Expôs a situação nas redes sociais e rapidamente reuniu um grupo de vítimas com o objetivo de "angariar o máximo de provas". Em poucos dias, já contava com mais de trinta elementos e com o apoio de advogados.
Grupo muda de nome
A timidez de Margarida não disfarça a revolta que o nome "Pussylga" lhe suscita no olhar. O grupo ainda está ativo, mas o nome é alterado quase todos os dias devido às constantes denúncias por parte das vítimas. As identidades derivam da palavra inglesa brejeira para o órgão sexual feminino.
Sabe-se que no momento se apresenta como "Psss Psss Pussy" e é seguido por mais de quatro mil pessoas, essencialmente homens. "Dizem todo o tipo de barbaridades sobre mim", desabafa. "No outro dia, vi um senhor a pedir para me violarem".
Alguns perguntam quanto levo
A história de Inês Marinho não é recente. Hoje, com 22 anos e a residir num pitoresco T1 entre as ruas vetustas do Bairro Alto, recorda a primeira vez que viu a sua intimidade ser exposta na Internet sem consentimento, não muito tempo após atingir a maioridade.
"Eram apenas fotos mais reveladoras", relativiza. "Na altura até ignorei um bocado". Novas imagens "mais explícitas e preocupantes" surgiram com o passar dos anos em diferentes plataformas, como o Facebook, WhatsApp, Twitter e, há menos tempo, o Telegram. "Sofri de assédio moral", afirma. "Alguns perguntam quanto é que eu levo ou onde é que vendo o meu conteúdo". Não há dia que passe sem Inês receber uma mensagem.
Só duas pessoas muito próximas tinham acesso às imagens, mas o responsável pela divulgação permanece uma incógnita. Já o medo, esse, a jovem conhece-o bem, e o olhar por cima do ombro tornou-se um hábito. "Fiquei mais defensiva", garante.
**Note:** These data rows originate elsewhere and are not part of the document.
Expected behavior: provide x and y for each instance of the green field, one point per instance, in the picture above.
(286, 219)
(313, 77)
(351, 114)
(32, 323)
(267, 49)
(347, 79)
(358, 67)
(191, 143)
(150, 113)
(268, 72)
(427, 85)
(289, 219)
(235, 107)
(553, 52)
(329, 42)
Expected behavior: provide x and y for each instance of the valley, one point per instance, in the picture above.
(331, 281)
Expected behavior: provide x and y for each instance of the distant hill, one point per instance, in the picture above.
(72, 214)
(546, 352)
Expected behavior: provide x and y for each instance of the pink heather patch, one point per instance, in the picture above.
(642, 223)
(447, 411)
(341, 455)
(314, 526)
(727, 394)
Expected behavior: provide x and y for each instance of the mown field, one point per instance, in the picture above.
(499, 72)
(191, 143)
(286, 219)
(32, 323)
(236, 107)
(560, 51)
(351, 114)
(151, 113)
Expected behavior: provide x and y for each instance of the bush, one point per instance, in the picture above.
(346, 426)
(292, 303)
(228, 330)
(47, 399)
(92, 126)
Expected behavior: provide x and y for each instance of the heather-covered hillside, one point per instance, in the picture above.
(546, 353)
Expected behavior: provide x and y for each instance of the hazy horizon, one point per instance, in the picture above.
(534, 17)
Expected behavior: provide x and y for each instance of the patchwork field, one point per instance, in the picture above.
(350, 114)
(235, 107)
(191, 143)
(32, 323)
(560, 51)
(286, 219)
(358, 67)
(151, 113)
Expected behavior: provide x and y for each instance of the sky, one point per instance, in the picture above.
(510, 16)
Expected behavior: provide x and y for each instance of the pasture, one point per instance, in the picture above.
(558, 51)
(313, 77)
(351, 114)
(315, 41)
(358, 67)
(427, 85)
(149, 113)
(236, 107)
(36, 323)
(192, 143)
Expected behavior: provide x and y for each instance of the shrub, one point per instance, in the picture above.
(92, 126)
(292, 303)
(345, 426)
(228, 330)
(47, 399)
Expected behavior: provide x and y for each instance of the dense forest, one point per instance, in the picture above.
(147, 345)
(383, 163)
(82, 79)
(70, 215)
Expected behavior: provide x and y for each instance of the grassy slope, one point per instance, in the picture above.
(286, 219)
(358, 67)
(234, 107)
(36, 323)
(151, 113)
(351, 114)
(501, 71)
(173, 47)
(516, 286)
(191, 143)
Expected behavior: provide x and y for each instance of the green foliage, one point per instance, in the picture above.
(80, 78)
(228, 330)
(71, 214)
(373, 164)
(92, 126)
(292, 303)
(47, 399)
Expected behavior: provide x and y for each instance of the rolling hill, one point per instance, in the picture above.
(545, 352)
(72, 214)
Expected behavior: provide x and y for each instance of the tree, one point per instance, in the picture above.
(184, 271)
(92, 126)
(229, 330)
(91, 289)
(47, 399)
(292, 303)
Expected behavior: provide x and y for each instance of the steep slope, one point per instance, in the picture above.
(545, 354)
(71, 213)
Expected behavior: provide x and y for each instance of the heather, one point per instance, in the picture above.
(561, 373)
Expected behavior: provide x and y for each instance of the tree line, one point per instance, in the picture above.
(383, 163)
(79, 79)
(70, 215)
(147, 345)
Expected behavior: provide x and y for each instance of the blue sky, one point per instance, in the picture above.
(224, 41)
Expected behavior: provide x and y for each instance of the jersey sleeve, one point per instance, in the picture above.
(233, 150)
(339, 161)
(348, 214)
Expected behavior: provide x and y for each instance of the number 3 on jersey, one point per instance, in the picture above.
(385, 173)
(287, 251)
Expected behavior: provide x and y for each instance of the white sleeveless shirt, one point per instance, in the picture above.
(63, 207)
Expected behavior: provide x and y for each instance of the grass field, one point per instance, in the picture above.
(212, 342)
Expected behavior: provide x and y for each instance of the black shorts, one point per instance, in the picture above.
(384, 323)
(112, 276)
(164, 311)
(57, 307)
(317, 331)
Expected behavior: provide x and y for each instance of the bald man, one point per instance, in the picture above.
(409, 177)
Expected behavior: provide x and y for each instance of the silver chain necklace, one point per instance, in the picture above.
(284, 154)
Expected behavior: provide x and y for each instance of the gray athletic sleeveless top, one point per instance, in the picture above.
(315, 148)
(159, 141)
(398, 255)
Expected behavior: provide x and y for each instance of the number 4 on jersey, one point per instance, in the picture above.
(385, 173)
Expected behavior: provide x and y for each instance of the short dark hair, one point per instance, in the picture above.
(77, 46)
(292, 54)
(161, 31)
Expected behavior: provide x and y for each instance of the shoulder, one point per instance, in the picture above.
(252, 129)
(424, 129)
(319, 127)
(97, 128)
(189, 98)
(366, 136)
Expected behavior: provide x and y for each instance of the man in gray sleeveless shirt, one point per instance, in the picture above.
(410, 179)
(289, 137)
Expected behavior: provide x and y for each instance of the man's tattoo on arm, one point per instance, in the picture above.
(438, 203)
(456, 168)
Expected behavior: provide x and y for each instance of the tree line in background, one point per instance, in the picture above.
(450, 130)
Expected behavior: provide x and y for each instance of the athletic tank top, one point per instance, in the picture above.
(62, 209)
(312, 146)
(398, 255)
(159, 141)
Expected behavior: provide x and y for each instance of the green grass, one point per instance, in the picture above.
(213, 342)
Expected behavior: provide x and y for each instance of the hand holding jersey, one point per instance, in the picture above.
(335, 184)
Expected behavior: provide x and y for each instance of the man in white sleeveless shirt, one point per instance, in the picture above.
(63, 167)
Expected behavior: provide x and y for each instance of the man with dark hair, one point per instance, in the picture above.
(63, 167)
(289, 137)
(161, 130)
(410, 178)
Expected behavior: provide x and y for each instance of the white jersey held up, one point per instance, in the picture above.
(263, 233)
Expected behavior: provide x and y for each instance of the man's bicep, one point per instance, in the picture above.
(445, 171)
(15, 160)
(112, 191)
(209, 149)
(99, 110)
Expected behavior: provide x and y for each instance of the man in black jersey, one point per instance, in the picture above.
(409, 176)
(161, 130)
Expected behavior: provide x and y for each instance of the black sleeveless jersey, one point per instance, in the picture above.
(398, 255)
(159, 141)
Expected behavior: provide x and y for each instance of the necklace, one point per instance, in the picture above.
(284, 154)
"Uma vez no trabalho reparei que um colega me estava a filmar". Num instante pensou que podia estar relacionado. "Será que ele queria mostrar nos grupos que me conhecia e que tinha imagens minhas?". Ainda assim, o sorriso ninguém o tira, tampouco a coragem que já a levou a apresentar duas queixas na Polícia.
Parceiros partilham
A jovem assume que conseguiu entrar nestes pontos de partilha clandestinamente. O procedimento dos membros é consistente. "Partilham uma foto de perfil de uma rapariga e quem tiver conteúdo dela envia". Fotografias essas que derivam geralmente de redes sociais.
"Não pedem pornografia normal, pedem pornografia de vingança", que ocorre quando um dos parceiros expõe a intimidade do outro na Internet para causar dano emocional. "Diz muito mais da pessoa que divulga os conteúdos do que a que está retratada neles".